Le poulet reste largement en tête

En 2025, le poulet représente 80,7 % des volumes de volailles de chair consommés en France. C’est encore plus qu’en 2024, où sa part était de 78,9 %. En un an, sa consommation a aussi progressé de 5,6 %.

Ce succès n’a rien d’étonnant quand on regarde les habitudes de vie. Le poulet est simple à cuisiner, facile à trouver et souvent perçu comme une valeur sûre. Il rassure. Il s’adapte à presque tout, du repas rapide du soir au plat du dimanche.

La dinde reste loin derrière avec 10,8 % des volumes. Sa part bouge très peu. Le canard arrive en troisième position avec 7 %, mais il recule nettement. Les autres volailles, comme la pintade, la caille ou le pigeon, restent très marginales avec seulement 1,5 % de la consommation totale.

Pourquoi les autres volailles reculent-elles ?

Le canard subit de plein fouet les difficultés d’approvisionnement liées aux épisodes d’influenza aviaire. Quand l’offre se fragilise, les rayons suivent. Les volumes baissent, les habitudes changent, et les consommateurs se tournent vers des produits plus disponibles.

Ce phénomène ne touche pas seulement le canard. En grande distribution, les ventes de dinde reculent aussi de 5,8 %. Le canard perd 2,6 % et la pintade 10,7 %. Dans les faits, la demande se concentre de plus en plus sur les produits les plus accessibles et les plus simples à préparer.

Il y a là une réalité très concrète. Quand un produit est rare, plus cher ou moins visible en magasin, il disparaît vite des listes de courses. Le consommateur arbitre en quelques secondes. Et le poulet gagne souvent ce face-à-face.

La restauration hors domicile pèse de plus en plus

Un autre acteur tire la consommation vers le haut. Il s’agit de la restauration hors domicile. Selon l’Itavi, ce segment représente désormais 37 % de la consommation de volailles en France. Cela fait deux points de plus en un an, et dix points de plus en cinq ans.

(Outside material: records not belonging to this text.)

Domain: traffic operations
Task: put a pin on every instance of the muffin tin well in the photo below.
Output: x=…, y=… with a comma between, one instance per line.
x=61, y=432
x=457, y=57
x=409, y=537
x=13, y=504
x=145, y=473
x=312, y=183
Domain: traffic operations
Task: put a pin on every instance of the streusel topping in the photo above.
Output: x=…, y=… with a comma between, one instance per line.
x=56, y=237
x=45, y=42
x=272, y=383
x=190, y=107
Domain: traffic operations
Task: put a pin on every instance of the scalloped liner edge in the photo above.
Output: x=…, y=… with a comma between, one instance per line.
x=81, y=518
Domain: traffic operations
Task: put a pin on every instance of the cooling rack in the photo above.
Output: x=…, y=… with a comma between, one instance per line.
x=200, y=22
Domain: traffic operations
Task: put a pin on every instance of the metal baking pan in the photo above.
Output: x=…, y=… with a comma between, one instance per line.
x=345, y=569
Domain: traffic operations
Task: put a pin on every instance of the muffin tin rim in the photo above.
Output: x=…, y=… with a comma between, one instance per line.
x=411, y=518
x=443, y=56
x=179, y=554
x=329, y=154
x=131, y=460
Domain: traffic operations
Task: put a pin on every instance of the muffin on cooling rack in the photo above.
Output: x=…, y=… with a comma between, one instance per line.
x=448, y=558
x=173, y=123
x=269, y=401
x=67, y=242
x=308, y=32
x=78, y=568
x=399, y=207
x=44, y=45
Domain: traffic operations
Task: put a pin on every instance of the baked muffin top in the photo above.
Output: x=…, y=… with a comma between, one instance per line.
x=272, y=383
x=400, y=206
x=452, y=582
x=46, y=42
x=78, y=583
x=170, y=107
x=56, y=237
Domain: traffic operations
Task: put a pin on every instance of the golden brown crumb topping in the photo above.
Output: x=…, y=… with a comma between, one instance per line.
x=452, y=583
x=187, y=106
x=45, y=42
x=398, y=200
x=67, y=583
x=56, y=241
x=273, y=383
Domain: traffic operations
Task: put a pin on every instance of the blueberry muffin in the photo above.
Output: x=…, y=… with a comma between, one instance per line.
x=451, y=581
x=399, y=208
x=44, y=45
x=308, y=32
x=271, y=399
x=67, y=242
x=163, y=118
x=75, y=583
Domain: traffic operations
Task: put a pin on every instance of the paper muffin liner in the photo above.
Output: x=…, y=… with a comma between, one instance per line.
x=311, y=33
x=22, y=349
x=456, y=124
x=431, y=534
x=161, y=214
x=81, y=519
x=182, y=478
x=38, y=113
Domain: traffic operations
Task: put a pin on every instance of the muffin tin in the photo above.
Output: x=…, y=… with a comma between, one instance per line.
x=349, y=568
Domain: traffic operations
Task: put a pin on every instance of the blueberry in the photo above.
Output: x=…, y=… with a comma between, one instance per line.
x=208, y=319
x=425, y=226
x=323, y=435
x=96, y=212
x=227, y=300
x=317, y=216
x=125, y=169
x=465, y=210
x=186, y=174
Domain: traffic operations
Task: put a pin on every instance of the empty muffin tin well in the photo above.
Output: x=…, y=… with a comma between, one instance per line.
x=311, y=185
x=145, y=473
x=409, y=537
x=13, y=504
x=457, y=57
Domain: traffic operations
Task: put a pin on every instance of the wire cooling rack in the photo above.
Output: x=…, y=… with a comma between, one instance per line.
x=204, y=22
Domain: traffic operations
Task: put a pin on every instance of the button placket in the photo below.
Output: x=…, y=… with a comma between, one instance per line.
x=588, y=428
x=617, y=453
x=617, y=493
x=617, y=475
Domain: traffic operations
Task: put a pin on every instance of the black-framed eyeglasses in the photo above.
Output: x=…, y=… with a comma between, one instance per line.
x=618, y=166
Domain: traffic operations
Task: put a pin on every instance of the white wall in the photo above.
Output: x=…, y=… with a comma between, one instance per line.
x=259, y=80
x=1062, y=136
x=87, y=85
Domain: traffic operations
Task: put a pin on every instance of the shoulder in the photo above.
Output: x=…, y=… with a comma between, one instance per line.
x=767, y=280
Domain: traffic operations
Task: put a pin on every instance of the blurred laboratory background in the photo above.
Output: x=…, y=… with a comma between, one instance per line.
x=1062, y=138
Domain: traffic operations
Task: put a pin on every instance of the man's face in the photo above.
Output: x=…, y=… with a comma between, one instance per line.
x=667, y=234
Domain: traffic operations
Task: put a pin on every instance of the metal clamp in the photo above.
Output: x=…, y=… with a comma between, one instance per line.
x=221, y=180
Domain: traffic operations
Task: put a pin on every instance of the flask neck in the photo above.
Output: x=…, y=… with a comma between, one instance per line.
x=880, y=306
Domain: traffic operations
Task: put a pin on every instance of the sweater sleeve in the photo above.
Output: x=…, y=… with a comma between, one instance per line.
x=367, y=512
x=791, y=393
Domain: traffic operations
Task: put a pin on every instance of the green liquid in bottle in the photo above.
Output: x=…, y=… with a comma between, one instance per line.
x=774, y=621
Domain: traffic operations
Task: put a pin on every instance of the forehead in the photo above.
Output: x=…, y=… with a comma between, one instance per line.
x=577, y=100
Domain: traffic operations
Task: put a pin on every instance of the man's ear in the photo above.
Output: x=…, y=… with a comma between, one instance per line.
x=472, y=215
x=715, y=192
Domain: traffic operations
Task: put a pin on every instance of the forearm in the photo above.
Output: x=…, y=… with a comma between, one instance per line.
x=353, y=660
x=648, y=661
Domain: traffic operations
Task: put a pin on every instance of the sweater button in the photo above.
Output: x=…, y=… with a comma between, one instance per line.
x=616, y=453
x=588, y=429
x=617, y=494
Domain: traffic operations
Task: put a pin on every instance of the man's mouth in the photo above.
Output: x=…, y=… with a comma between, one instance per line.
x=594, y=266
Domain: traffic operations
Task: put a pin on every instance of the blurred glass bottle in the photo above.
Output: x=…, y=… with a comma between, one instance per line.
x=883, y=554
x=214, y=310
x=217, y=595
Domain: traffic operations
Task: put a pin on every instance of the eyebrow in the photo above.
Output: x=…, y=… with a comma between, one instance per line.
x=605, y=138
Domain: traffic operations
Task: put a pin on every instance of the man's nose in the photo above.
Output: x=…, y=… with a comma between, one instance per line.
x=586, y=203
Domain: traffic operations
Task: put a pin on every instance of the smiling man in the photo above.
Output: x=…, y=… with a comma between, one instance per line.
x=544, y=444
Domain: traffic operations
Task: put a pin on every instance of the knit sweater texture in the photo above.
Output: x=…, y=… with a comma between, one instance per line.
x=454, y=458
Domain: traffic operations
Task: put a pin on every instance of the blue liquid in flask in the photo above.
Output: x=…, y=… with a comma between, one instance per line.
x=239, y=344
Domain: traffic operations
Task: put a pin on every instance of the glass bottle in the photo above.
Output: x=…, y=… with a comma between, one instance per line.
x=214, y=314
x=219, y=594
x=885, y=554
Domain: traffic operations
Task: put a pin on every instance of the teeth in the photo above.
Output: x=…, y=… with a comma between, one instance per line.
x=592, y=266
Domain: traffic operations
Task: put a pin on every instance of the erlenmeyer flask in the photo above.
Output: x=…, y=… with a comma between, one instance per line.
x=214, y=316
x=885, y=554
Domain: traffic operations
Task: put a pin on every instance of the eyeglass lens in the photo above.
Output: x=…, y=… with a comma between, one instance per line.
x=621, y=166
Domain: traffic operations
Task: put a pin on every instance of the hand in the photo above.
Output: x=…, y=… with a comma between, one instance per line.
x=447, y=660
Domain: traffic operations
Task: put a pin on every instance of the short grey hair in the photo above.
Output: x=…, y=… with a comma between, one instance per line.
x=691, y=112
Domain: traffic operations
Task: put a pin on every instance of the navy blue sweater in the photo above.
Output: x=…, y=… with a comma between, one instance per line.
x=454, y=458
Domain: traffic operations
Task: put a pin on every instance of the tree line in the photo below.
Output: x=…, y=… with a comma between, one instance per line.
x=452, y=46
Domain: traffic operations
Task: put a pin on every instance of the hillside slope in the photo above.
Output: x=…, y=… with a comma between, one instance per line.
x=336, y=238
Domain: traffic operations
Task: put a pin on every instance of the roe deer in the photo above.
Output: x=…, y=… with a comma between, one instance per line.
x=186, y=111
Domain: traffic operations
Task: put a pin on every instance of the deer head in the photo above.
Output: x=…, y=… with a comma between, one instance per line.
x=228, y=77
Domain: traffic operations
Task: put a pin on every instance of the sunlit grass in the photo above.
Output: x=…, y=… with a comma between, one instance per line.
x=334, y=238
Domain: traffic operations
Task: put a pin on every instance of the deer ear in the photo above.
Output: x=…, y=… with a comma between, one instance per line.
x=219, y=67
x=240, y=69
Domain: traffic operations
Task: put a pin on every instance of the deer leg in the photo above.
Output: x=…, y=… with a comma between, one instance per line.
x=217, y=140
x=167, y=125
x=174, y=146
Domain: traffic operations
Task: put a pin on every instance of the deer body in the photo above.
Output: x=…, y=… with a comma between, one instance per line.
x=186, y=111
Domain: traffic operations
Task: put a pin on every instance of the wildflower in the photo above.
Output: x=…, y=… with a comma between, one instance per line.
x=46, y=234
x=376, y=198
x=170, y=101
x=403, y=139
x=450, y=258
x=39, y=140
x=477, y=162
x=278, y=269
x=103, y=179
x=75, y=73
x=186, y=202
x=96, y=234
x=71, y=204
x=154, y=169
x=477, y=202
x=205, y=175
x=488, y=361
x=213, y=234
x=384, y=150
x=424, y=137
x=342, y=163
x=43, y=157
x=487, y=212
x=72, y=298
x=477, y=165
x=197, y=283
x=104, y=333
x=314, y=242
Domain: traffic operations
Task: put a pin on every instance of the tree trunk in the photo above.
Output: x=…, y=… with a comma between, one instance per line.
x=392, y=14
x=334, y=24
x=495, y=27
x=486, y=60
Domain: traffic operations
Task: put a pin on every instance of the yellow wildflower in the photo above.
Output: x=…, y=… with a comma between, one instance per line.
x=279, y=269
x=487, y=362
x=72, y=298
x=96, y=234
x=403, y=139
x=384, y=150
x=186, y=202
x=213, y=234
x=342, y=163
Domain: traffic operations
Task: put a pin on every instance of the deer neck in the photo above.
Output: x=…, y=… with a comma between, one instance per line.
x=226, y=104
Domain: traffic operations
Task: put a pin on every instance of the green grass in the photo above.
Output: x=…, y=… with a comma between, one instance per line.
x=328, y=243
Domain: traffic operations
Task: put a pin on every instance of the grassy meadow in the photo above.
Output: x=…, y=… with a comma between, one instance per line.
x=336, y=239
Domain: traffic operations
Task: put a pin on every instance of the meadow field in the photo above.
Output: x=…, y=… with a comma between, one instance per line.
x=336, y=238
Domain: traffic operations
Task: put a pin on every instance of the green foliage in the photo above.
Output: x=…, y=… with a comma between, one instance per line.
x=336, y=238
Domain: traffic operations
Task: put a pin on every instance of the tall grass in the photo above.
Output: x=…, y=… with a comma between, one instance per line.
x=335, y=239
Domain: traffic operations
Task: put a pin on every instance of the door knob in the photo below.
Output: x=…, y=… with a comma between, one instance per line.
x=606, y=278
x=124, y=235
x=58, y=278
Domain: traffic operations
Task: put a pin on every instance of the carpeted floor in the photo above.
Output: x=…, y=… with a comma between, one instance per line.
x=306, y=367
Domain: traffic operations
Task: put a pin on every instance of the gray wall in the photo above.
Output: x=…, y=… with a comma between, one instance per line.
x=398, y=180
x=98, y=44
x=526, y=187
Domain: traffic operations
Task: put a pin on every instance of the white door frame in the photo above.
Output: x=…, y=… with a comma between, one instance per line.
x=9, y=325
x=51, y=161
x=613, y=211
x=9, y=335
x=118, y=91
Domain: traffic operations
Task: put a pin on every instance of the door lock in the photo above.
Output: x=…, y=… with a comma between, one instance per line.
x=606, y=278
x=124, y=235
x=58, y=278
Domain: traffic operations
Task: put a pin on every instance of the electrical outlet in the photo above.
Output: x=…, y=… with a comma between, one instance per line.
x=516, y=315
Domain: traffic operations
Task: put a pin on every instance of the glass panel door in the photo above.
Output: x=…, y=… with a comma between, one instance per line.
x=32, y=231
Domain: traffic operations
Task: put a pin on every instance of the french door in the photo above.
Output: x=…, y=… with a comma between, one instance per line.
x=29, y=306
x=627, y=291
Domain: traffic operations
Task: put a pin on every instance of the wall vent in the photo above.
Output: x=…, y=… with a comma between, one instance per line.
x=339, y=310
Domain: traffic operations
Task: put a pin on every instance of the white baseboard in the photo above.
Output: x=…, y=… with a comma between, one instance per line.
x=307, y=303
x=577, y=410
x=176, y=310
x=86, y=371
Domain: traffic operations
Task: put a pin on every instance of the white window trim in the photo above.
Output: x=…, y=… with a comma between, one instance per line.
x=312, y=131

Ce chiffre dit beaucoup de choses. Les repas pris à l’extérieur, sur le pouce ou en livraison, occupent une place croissante dans la vie quotidienne. Or le poulet y est très présent. Sandwichs, salades, émincés, wings, nuggets. Il s’intègre partout, sans compliquer la cuisine ni le service.

Pour les restaurants comme pour les chaînes de restauration rapide, la volaille reste un ingrédient pratique. Elle se travaille facilement. Elle se décline en portions. Elle répond aussi à une attente simple des clients : manger vite, mais avec quelque chose de familier.

Les produits élaborés changent la donne

En magasin, ce sont les produits élaborés qui soutiennent le plus la croissance. Ils représentent désormais 34 % des ventes de volailles. C’est plus du double de leur part en 1998. Le changement est énorme.

Sur les onze premiers mois de 2025, les ventes de nuggets, d’émincés ou de wings progressent de 5,7 % en volume. Leurs prix augmentent aussi de 2,6 %. Malgré cela, la demande reste solide. C’est bien la preuve que ces produits répondent à un besoin bien ancré.

Pourquoi attirent-ils autant ? Parce qu’ils font gagner du temps. Parce qu’ils demandent peu de préparation. Et parce qu’ils parlent à toute la famille. Un paquet de nuggets peut résoudre un dîner pressé. Des wings peuvent transformer un repas banal en moment plus convivial.

Des rayons de plus en plus orientés vers la praticité

La charcuterie de volaille, elle, recule de 0,6 % malgré une baisse de prix de 2,9 %. Là encore, le prix ne suffit pas toujours à relancer les achats. Ce que cherche le consommateur, c’est souvent le bon équilibre entre goût, usage et facilité.

Cette évolution est visible dans les rayons. Les produits prêts à l’emploi prennent de la place. Les découpes aussi. Les achats de poulets en découpe atteignent 51,2 % des achats en rayon. Le poulet entier, lui, continue de perdre du terrain et ne représente plus que 14,4 % des achats, contre 52 % en 1998.

Le poulet entier laisse la place aux découpes

Ce basculement est très parlant. Le poulet entier demande plus de temps. Il faut le découper, le cuire avec soin, parfois gérer des restes. Les découpes, au contraire, sont plus simples à utiliser. Elles vont directement à l’essentiel.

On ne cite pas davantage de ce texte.